BRT should not be seen as the standalone solution to public transport woes
As South Africa advanced its bus rapid transit (BRT) ambitions, care should be taken not to view the initiative as the standalone solution to the nation’s public transport constraints.
The country had to ensure the efficient integration of different modes of public transport, including cycling, walking, trains and taxis, with some form of linkage to each other for seamless navigation within the nation’s major cities, asserted City of Joburg executive director for transport Lisa Seftel on Wednesday.
Speaking at the African Association of Public Transport congress, in Boksburg, she noted that Johannesburg’s Rea Vaya project was the backbone of public transport infrastructure in the city; however, spatial inequality, accessibility and affordability remained inhibitors to increasing the ridership on the system.
Rea Vaya’s low ridership – at less than 40 000 passengers per weekday – had been attributed to a lack of spatial integration in the nation’s most populous province and the easier accessibility and affordability of minibus taxis for many of South Africa’s poverty-stricken citizens.
Engineering News previously reported that, between November 2013 and June 2014, minibus taxis moved one-million passengers a day, while the Gautrain recorded 48 000 riders on a weekday.
When Rea Vaya launched, it was expected that Phase 1A would carry around 42 000 people a day, while Phase 1B, which was rolled out last year, would add another 60 000 daily passengers.
Now, as the BRT project prepared to enter its next phase of development in 2017, Seftel said a new approach had to be taken, based on the lessons learnt during and after the first two phases.
She said more attention needed to be applied to enabling easy walking access, improving the surrounding public environment to address users’ safety concerns and boosting public amenities around the system.

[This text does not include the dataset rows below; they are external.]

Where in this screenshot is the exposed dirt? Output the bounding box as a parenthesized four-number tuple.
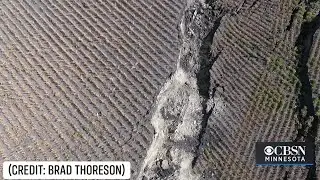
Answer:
(140, 0, 320, 179)
(1, 0, 320, 179)
(0, 0, 184, 178)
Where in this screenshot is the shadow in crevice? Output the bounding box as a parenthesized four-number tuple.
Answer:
(294, 13, 320, 180)
(192, 16, 223, 167)
(196, 17, 223, 100)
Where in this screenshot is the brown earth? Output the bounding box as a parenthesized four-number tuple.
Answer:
(139, 0, 320, 179)
(1, 0, 320, 180)
(0, 0, 184, 178)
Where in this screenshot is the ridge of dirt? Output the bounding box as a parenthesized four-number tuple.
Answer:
(141, 0, 320, 179)
(138, 1, 237, 179)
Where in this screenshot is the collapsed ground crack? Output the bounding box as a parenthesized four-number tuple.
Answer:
(294, 10, 320, 180)
(192, 17, 223, 167)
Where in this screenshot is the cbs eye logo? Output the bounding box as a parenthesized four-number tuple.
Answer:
(264, 146, 274, 156)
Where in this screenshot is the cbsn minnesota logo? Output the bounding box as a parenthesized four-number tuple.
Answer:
(256, 142, 314, 166)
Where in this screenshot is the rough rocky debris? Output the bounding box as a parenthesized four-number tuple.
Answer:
(138, 1, 230, 179)
(140, 0, 320, 179)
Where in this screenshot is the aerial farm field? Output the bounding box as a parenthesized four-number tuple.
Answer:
(0, 0, 183, 178)
(0, 0, 320, 179)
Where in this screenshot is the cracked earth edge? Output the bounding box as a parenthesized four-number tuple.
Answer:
(138, 1, 234, 179)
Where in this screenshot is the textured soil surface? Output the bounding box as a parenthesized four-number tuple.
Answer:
(0, 0, 184, 178)
(140, 0, 320, 179)
(1, 0, 320, 180)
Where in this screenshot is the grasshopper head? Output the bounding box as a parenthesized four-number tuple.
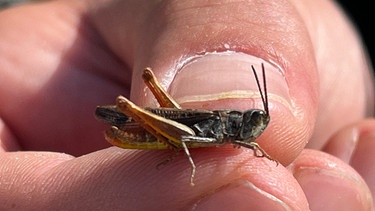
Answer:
(239, 109, 270, 141)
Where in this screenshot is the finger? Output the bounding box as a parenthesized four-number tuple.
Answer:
(0, 148, 308, 210)
(290, 149, 373, 210)
(323, 119, 375, 206)
(291, 0, 374, 149)
(90, 0, 319, 165)
(0, 1, 131, 154)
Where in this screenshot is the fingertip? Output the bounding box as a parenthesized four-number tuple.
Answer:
(347, 120, 375, 207)
(163, 147, 310, 211)
(90, 147, 309, 210)
(323, 119, 375, 204)
(191, 179, 306, 211)
(290, 149, 373, 211)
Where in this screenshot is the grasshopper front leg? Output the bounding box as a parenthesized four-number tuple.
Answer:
(234, 141, 278, 165)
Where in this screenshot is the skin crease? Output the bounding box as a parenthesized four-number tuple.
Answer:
(0, 0, 373, 210)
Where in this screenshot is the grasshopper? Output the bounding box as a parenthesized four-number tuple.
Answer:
(95, 64, 277, 186)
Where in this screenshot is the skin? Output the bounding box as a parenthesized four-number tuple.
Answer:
(0, 0, 373, 210)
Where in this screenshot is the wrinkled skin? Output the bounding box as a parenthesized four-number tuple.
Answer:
(0, 0, 374, 210)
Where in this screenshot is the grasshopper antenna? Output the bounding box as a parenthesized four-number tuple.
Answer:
(251, 63, 268, 114)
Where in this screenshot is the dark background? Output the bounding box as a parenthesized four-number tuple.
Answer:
(338, 0, 374, 68)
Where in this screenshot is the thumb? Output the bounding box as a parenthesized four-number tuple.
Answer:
(87, 0, 320, 209)
(90, 0, 318, 165)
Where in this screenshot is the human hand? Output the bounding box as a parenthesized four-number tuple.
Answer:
(0, 0, 373, 210)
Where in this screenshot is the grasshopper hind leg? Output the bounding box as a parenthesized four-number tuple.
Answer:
(156, 142, 197, 186)
(142, 68, 181, 109)
(181, 142, 196, 186)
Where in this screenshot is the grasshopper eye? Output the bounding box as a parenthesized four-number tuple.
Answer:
(240, 110, 270, 140)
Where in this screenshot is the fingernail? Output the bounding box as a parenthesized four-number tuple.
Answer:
(295, 167, 373, 211)
(191, 179, 291, 211)
(169, 52, 291, 110)
(324, 127, 360, 163)
(351, 130, 375, 204)
(351, 130, 375, 166)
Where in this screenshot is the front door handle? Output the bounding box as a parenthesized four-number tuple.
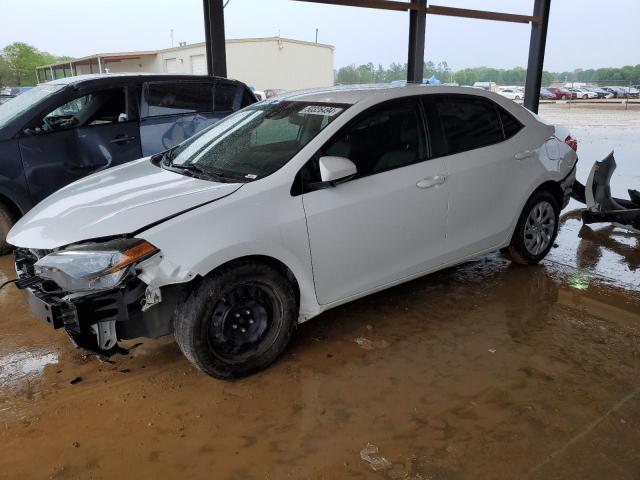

BRT projects should be leveraged as a tool to develop a fully integrated public transport system aligned with all other modes of transport, including taxis, cycling and trains.
BRT was currently seen as a public transport replacement alternative for users, particularly for minibus taxis, but, Seftel believed, it should be seen as a tool for increasing public transport use and used as a complementary mode of transport.